萧镇北双手抱胸,戏谑地看着陆修严:“哎?我何时说过这话?我怎么不记得了?”
陆修严脸色瞬间变得煞白,额头上冷汗直冒,声音都有些颤抖:“将军,您,您,您可不能这样啊,你有什么话直说,可不能这么吓唬人的!”
“这不昨日你我二人一同喝酒,你说的么,你,你还签了那字?”
萧镇北莞尔一笑,对着陆修严道:“哎,你看你看,你也知道,那喝酒嘛,酒后的话可不能当真的!”

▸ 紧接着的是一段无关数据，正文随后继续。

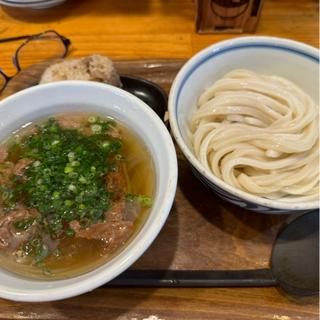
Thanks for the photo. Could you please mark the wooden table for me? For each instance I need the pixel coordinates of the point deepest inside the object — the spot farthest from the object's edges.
(127, 29)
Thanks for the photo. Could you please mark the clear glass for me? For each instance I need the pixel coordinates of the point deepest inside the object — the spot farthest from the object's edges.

陆修严简直欲哭无泪,昨天自己还离天堂就差一步之遥,今儿个就给自己贬到地底下去了?
这谁受得了啊!
陆修严急得在原地直跺脚,双手不停地比划着,试图让萧镇北回心转意:“将军,这可不是小事啊,您昨日说得那么笃定,我可是把全部的希望都寄托在这上面了。”

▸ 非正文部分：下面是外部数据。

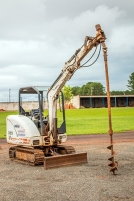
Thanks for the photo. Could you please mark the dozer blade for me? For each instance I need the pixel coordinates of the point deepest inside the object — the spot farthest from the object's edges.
(65, 160)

“那大丈夫一言既出驷马难追,您这是说话不算话,今儿个,你这必须给我个说法!”
说着,陆修严直接一屁股坐在了地上,抱着萧镇北的大腿不撒手。
萧镇北试图抖两下,发现完全抽不出来,虽说他使点劲就能给这陆修严扔出去,可这毕竟在广济村,萧镇北还不像当着如此多的百姓面前动粗。
无奈之下,萧镇北只能抬手对陆修严道:“来来来,你起来,我给你说法。”
“实话告诉你,昨日我就是诓你的,本来我想着说,想看看你到底在耍些什么心眼子,可是在你说完后,我就知道了,那牧场主是你挑唆的吧,你想让我着急随后跟你达成合作。”
闻言,陆修严整个人愣在原地。
还没等他回过味来,萧镇北又给了个重型炮弹:“既然话都说到这个份上,我不妨再告诉你个实话,我帮着沉舟和沈瑶向皇上要了这门生意,一方面倒真是想感谢他们两个。”
“但更重要的是,是我看到了沈瑶对待畜牧的能力,我要让她帮忙改良我的战马,改良整个军需的畜牧。”